Sta-209 (Spring 2025) Homework #4

Directions:

Submit your assignment via P-web.
Submit only a compiled R Markdown document (pdf, word, or html output are all okay, but you may need to “zip” an html file)
- If you want to compile to a pdf you can install the tinytext package by running install.packages('tinytex') followed by tinytex::install_tinytex()
Only submit your .Rmd file if you are unable to compile it due to errors (in the future you will be penalized for this)

Question #1

The Indoor Obstacle Course (IOCT) is an obstacle course that all Cadets at West Point Academy are tested on and must successfully complete prior to graduation. The data set below records IOCT completion times for 384 graduates of the academy:

ioct = read.csv("https://data.scorenetwork.org/data/ioct_west_point.csv")

Part A: Find Pearson’s correlation coefficient measuring the strength of association between the variables height and IOCT_Time. Based upon this correlation, do taller Cadets tend to finish the course faster or slower than shorter Cadets? Briefly explain.
Part B: Create a scatter plot showing the relationship between the explanatory variable height and the response variable IOCT_Time that includes both linear and moving average smoothers. Briefly explain why Pearson’s correlation coefficient is appropriate for measuring the strength of association for these data.
Part C: Fit the simple linear regression model IOCT_Time ~ height and interpret the slope coefficient that describes the effect of changes in height on the expected completion time in the fitted model.
Part D: Create an appropriate data visualization to determine whether the variables sex and height are associated in these data.

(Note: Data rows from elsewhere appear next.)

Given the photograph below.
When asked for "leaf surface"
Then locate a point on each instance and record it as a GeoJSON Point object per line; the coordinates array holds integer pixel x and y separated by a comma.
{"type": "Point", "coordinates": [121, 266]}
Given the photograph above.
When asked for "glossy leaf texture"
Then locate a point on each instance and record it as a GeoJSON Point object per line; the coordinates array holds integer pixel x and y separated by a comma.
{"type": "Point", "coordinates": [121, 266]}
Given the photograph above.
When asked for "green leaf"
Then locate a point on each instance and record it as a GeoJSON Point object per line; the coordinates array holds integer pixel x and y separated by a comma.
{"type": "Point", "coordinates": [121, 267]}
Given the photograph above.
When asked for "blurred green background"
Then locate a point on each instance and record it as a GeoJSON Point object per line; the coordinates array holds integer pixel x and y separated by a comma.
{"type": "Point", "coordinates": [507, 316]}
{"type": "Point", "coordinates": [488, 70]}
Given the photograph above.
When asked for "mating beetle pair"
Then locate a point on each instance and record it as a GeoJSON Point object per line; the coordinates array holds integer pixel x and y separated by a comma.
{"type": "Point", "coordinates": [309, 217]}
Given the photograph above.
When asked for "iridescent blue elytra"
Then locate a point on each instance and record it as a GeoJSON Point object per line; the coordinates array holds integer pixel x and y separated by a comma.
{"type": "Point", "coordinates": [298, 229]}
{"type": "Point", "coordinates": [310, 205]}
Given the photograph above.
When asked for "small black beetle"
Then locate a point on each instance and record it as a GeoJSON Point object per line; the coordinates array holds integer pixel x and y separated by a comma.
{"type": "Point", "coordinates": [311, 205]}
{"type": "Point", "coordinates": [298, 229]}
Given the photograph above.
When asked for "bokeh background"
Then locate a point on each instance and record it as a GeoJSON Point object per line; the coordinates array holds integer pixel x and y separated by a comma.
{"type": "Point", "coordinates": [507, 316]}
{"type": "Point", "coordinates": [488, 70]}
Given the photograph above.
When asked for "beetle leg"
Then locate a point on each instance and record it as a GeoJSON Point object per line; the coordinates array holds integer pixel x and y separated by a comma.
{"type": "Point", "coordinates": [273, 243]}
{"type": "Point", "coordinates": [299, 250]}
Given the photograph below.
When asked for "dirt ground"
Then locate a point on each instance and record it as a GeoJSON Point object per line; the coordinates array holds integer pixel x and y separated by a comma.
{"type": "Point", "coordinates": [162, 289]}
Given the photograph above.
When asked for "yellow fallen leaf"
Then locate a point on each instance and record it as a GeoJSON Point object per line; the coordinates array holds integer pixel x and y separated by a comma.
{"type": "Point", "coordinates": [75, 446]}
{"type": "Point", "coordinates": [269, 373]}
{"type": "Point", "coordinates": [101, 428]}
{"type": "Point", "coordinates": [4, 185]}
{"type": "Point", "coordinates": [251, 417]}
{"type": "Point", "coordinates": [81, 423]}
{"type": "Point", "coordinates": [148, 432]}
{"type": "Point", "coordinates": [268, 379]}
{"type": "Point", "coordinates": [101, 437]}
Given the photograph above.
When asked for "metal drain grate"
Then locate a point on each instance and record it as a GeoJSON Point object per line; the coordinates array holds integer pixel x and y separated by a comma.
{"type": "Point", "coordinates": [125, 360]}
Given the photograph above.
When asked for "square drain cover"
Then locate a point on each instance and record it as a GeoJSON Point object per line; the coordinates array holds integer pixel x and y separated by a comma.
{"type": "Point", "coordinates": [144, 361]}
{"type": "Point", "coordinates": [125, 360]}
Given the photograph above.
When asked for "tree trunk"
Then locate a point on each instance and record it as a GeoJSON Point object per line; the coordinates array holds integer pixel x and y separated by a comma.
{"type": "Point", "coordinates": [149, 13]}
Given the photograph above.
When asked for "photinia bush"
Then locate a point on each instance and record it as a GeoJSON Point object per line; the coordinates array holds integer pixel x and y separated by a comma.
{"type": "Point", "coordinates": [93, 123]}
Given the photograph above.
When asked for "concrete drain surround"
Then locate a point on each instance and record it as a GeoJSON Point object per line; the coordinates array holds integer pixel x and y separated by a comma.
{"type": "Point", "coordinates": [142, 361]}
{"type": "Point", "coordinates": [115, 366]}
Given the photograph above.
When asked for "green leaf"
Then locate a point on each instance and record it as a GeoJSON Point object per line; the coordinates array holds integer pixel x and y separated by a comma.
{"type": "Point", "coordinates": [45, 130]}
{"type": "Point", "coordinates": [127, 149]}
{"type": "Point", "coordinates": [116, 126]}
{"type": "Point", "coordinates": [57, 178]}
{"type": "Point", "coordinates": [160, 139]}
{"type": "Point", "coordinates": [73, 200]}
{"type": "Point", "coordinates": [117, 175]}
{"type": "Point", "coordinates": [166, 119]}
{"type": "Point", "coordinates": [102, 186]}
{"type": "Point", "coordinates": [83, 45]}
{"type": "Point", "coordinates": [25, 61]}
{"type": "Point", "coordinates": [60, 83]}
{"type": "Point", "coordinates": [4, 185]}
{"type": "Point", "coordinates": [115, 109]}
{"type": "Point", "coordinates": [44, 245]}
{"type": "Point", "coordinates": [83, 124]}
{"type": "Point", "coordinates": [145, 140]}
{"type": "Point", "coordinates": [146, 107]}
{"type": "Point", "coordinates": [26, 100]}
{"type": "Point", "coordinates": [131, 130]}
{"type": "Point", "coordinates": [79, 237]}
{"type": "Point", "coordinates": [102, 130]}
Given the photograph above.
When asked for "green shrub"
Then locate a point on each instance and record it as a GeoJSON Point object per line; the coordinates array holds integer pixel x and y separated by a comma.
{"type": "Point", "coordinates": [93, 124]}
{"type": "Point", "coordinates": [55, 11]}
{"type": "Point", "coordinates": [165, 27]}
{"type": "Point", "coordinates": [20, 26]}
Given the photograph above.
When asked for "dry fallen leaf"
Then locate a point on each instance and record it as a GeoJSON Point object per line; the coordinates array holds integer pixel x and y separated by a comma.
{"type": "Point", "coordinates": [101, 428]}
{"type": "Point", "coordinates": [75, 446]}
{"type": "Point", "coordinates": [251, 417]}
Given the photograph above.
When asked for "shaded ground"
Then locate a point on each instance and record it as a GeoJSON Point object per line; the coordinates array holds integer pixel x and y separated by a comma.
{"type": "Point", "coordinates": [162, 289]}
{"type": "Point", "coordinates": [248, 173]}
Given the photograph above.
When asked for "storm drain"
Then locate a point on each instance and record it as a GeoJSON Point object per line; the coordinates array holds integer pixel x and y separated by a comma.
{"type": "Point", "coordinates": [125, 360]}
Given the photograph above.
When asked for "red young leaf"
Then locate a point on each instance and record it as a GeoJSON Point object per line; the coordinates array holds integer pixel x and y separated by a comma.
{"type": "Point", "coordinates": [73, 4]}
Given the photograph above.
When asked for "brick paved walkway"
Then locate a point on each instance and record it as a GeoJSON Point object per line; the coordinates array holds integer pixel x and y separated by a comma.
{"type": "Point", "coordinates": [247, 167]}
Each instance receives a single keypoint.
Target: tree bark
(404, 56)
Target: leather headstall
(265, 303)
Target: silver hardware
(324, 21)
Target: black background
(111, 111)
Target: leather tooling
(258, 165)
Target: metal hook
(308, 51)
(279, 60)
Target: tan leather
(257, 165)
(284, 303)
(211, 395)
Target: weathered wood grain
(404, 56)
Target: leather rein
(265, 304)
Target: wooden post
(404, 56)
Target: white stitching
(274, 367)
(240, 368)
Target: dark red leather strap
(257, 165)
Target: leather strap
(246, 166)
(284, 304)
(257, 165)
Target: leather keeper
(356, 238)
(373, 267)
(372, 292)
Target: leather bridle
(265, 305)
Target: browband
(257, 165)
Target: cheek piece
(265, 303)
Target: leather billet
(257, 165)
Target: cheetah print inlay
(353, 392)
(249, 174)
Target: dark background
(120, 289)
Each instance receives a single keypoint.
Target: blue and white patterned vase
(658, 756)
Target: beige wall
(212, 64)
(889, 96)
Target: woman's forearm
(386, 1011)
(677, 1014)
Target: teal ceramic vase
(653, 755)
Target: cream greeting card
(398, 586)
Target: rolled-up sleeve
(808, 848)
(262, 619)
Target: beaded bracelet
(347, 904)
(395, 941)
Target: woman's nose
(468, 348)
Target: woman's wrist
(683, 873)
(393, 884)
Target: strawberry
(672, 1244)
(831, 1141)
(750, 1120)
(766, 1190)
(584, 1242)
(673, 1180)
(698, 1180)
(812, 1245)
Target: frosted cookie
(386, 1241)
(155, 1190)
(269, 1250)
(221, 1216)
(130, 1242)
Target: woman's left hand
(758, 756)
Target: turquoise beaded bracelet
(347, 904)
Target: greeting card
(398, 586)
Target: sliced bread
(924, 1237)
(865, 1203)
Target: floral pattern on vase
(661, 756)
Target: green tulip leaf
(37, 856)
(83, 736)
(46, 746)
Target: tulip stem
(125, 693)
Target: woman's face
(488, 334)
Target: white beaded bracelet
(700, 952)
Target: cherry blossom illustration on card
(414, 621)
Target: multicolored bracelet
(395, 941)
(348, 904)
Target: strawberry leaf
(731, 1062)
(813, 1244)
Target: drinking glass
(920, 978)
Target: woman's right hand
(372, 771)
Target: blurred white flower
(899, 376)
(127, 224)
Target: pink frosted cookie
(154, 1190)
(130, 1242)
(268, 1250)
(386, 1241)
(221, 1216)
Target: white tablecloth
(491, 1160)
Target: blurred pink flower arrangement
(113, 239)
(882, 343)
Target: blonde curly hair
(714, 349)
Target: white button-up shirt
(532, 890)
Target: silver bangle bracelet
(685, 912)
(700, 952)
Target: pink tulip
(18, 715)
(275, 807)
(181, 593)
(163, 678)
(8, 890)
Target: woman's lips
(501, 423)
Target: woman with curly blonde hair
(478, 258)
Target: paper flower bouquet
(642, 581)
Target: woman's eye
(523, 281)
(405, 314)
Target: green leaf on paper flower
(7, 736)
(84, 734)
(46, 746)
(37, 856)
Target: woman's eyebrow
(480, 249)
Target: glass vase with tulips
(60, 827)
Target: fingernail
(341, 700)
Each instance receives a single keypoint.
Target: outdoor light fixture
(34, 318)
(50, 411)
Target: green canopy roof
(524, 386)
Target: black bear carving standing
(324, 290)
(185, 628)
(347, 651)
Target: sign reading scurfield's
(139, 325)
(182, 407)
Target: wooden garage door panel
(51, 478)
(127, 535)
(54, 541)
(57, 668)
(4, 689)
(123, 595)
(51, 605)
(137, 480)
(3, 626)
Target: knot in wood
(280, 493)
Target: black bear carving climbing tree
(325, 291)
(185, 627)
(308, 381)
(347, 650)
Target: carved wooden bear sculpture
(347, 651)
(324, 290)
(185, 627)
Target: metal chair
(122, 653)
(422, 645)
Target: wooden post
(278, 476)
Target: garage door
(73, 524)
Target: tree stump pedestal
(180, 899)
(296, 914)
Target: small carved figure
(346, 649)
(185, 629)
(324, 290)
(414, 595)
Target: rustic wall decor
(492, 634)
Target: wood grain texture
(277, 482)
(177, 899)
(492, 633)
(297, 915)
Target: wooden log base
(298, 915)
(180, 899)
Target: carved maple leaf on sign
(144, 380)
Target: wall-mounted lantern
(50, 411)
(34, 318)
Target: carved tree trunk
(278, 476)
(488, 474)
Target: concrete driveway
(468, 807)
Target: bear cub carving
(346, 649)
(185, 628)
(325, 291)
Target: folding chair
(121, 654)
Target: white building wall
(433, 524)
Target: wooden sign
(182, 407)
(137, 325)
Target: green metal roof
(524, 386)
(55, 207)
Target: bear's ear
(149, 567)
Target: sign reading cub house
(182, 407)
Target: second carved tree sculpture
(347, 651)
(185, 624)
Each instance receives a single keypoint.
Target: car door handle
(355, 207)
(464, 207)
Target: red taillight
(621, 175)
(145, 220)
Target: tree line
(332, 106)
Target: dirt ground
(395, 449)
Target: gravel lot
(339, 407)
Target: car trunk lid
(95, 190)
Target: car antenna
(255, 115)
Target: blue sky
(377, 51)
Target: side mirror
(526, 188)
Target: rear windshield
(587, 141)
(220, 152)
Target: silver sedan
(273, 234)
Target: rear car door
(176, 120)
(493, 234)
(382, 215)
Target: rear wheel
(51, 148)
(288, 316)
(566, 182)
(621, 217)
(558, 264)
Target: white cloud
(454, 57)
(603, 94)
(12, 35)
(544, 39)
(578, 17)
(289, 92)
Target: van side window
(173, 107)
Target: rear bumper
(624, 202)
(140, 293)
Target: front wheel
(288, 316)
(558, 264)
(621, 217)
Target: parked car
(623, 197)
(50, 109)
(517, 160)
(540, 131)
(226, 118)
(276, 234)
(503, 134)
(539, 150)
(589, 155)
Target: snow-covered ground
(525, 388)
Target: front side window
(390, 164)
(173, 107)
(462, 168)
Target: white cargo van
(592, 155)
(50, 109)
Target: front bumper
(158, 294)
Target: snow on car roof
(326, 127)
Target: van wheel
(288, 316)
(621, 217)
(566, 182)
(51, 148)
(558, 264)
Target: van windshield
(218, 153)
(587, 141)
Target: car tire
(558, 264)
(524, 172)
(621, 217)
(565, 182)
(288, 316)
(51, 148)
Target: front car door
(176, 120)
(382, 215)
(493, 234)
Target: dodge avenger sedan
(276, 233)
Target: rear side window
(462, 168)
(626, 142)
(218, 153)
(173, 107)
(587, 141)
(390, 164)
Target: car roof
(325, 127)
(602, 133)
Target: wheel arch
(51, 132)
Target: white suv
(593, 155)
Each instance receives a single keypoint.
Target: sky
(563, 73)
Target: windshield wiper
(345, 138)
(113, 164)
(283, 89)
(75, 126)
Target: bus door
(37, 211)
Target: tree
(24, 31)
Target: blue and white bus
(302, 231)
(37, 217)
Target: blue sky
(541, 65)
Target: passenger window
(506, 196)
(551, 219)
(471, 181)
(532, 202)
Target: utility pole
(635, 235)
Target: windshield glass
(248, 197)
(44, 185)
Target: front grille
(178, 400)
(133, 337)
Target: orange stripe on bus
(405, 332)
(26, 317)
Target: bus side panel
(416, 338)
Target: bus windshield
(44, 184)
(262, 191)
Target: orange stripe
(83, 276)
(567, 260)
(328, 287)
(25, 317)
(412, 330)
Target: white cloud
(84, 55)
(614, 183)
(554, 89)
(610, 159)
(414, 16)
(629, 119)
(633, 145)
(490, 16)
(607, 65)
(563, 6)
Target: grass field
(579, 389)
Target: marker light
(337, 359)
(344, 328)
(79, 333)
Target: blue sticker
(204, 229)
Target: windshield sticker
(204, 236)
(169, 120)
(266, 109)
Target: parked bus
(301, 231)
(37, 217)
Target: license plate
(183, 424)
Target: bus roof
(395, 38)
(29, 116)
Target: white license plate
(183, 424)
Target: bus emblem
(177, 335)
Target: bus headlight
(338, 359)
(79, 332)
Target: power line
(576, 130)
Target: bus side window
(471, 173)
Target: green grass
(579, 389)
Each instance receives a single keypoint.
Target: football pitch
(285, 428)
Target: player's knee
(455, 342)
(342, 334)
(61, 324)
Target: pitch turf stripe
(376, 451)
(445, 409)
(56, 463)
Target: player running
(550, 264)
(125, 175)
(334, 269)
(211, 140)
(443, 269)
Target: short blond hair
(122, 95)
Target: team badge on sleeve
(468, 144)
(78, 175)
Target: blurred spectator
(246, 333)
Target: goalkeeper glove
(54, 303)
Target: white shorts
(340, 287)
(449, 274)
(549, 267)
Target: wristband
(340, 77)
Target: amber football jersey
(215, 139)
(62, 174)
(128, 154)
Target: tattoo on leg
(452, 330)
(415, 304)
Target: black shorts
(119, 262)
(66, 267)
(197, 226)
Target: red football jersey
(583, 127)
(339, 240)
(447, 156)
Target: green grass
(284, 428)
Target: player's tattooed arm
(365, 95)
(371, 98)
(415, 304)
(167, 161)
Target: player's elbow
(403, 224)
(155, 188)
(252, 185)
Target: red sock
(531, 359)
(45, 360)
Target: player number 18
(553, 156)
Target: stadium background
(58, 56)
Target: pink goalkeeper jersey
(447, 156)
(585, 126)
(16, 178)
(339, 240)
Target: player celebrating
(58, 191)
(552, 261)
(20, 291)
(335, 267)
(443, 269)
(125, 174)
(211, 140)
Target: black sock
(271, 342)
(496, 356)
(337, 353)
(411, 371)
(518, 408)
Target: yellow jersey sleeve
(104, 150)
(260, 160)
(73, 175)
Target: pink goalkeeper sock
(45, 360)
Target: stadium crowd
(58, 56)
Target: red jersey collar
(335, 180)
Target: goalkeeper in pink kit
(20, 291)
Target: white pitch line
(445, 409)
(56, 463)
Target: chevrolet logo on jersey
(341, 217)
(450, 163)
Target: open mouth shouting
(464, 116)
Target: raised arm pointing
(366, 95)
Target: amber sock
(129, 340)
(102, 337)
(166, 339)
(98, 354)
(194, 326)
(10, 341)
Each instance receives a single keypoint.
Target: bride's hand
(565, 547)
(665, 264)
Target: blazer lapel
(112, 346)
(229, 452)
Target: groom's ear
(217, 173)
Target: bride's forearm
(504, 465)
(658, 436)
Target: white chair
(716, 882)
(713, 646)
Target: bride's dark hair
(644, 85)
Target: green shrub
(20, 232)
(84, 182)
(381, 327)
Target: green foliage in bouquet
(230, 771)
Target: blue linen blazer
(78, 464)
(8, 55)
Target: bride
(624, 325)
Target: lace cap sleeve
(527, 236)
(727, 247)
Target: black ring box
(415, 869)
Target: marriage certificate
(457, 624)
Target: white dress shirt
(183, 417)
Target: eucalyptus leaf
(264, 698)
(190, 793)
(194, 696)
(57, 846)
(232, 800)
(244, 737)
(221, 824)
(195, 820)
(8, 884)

Using your visualization, briefly explain whether or not you believe these variables are associated.
Part E: Create an appropriate data visualization to determine whether the variables sex and IOCT_Time are associated in these data. Using your visualization, briefly explain whether or not you believe these variables are associated.
Part F: Based upon your answers to Parts D and E, state whether or not you believe sex confounds the relationship between height and IOCT_Time.
Part G: Use the group_by() and summarize() functions in the dplyr package to perform a stratified analysis that reports the correlation between height and IOCT_Time separately for each category of sex. Hint: If you are specifying the data as the first step in the pipeline you should reference the variables height and IOCT_Time without using the $ operator inside of the summarize() function.
Part H: Briefly interpret the results of the stratified analysis you performed in Part G. That is, does height appear associated with IOCT_Time after you account for the variable sex?
Part I: Fit the multivariable linear regression model IOCT_Time ~ height + sex and interpret the slope coefficient that describes the effect of changes in height on the expected completion time in the fitted model. Briefly explain the difference between this effect and the one from Part C.

$~$

Question #2

For this question you’ll work with the “2023 Boston Marathon” data set found below:

marathon = read.csv("https://data.scorenetwork.org/data/boston_marathon_2023.csv")

This data set records information on each finisher of the 2023 Boston Marathon, with the variable finish_net_sec (finishing time in seconds) being the outcome of interest for this question.

Part A: Create a frequency table of the variable age_group and briefly describe the distribution of finisher ages.
Part B: Fit the regression model finish_net_sec ~ age_group. Based upon your fitted model, which age group has the fastest expected finish time?
Part C: Briefly interpret the estimated coefficient for “age_group50-54” in the model you fit in Part B.
Part D: Create a data visualization showing the relationship between half_time_sec (the runner’s time at the race’s halfway point) and finish_net_sec. Using this visualization, briefly describe the relationship between these two variables.
Part E Fit the regression model finish_net_sec ~ half_time_sec. Briefly interpret the slope and intercept of this model. If the intercept is not meaningful, you should indicate this.
Part F: Now fit the multivariable regression model finish_net_sec ~ half_time_sec + age_group. Explain why the coefficient of “age_group50-54” in this model is so different from the coefficient in the model you fit in Part B.
Part G: Compare the Adjusted $R^2$ of the models from Parts E and F, or finish_net_sec ~ half_time_sec + age_group and finish_net_sec ~ half_time_sec. Does it seem like including age group improves the model? Or does including this variable produce an overfit model?